The law prohibits ex parte interim reliefs unless it is proved that the respondent was served with notice but has opted/neglected to attend court on the fixed day for the hearing.
The applicant is not liable for damages suffered by the respondent and the applicant is not required to provide any security for such damages.
Injunctive relief will be limited to assets that are within the jurisdiction of the court.
Injunctive relief cannot be obtained against third parties.
The applicant can apply to court seeking orders that the respondent purge the contempt of court and for damages against the respondent.
The procedure involves witness examination through oral evidence or furnishing witness statements upon which witnesses will be cross-examined. The parties can opt to have oral arguments or written arguments, although the courts now prefer written arguments for time efficiency.
Interim motions or applications are mostly heard orally but at other times the court allows the parties timelines to file the written arguments and the court sets a ruling date.
Case management includes filing a joint scheduling memorandum where the parties state the agreed facts, agreed issues, agreed documents and witnesses for the trial.
Jury trials are not available.
Primary evidence is the best evidence to prove a given fact; eg, proof of marriage ought to be by providing an original marriage certificate. Secondary evidence will only be accepted in exceptional circumstances.
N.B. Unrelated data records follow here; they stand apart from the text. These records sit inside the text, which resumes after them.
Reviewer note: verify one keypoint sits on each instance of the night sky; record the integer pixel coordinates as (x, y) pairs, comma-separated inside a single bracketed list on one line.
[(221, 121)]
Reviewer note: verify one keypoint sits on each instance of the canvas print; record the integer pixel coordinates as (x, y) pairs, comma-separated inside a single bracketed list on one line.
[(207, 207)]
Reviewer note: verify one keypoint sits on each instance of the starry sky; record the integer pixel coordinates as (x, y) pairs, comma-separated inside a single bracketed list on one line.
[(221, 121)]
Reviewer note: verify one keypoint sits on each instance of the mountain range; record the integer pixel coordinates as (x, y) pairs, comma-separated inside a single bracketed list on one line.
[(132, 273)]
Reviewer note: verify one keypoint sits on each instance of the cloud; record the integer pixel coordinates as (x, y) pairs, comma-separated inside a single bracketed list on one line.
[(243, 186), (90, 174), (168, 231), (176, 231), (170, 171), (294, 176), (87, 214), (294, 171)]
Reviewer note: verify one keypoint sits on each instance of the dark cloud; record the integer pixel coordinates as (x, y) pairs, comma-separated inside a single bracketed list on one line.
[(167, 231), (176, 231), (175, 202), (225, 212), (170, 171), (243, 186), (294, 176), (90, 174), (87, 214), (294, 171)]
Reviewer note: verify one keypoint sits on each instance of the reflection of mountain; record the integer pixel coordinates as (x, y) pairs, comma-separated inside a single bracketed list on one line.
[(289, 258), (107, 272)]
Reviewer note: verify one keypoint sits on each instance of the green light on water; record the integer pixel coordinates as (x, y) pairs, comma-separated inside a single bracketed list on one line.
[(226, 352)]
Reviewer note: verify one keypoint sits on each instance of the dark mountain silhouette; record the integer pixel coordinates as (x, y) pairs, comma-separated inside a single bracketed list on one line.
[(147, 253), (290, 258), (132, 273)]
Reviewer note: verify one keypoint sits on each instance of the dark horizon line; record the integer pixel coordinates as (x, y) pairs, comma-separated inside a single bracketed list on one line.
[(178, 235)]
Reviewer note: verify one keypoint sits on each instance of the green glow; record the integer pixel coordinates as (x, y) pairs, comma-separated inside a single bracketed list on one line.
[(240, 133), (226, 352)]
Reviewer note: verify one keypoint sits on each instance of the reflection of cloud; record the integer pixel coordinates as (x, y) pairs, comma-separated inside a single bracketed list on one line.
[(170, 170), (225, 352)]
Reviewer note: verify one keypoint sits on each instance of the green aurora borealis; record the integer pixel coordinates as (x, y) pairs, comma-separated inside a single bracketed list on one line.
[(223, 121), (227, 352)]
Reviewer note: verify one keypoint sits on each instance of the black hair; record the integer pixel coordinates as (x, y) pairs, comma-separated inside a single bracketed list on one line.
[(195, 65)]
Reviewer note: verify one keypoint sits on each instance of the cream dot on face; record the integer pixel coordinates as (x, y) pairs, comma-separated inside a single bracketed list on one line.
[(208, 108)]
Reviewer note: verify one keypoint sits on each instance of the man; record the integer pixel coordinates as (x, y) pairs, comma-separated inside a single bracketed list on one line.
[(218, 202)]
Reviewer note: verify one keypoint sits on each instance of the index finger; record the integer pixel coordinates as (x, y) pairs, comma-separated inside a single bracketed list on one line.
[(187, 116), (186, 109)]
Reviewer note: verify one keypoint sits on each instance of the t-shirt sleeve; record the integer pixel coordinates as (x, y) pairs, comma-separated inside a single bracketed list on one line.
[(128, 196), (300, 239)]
Expert testimony is permitted and can be introduced by the parties. The court has discretion to seek expert testimony/guidance.
Hearings are open to the public unless otherwise ordered by court.
Judges have the discretion to seek clarity from witnesses or counsel during hearings but their intervention ought not to disclose impartiality to any of the parties lest they expose themselves to recusal for bias. A judge may hear a matter and deliver judgment immediately but this rarely happens. Judgment is often reserved to be delivered on a later date. The period within which it is delivered depends on the complexity of the case.
It is almost impossible to provide a timeframe for hearing of a trial but cases can last between two and five years depending on their complexity, number of witnesses and efficiency of the judicial officer and advocates.
Court approval is required for all settlements as they have to be signed and sealed by the court.
The court settlement can remain confidential between the parties. The court-recorded settlement does not necessarily have to mention the confidential terms.
Settlement agreements are enforced through execution proceedings like ordinary court orders and decrees.
Settlement agreements are set aside through applying to the court by motion to set aside the settlement on the grounds for vitiating a contract.
The forms of award available to a successful litigant are:
Damages generally occur as a result of breach. Special damages are to be specifically pleaded and proved. General damages are awarded at the discretion of court.
Interest on general damages is awarded from the date of judgment till payment in full, while interest on special damages is awarded from the date the monies became due (before the suit was filed) till payment in full. The Civil Procedure Act provides for a 6% interest rate as the court rate.
The law provides for execution means; ie, by attachment of movable/immovable property, by way of arrest of the judgment debtor or by attachment of the judgment debtor accounts and other debts through garnishee proceedings.
There is an established High Court Execution Division to handle the enforcement and execution of judgments.
Foreign Judgments (Reciprocal Enforcement) Act Chapter 9 (the Foreign Judgments Act) is the primary law in Uganda that makes provision for the enforcement in Uganda of judgments given in foreign countries that accord reciprocal treatment to judgments given in Uganda.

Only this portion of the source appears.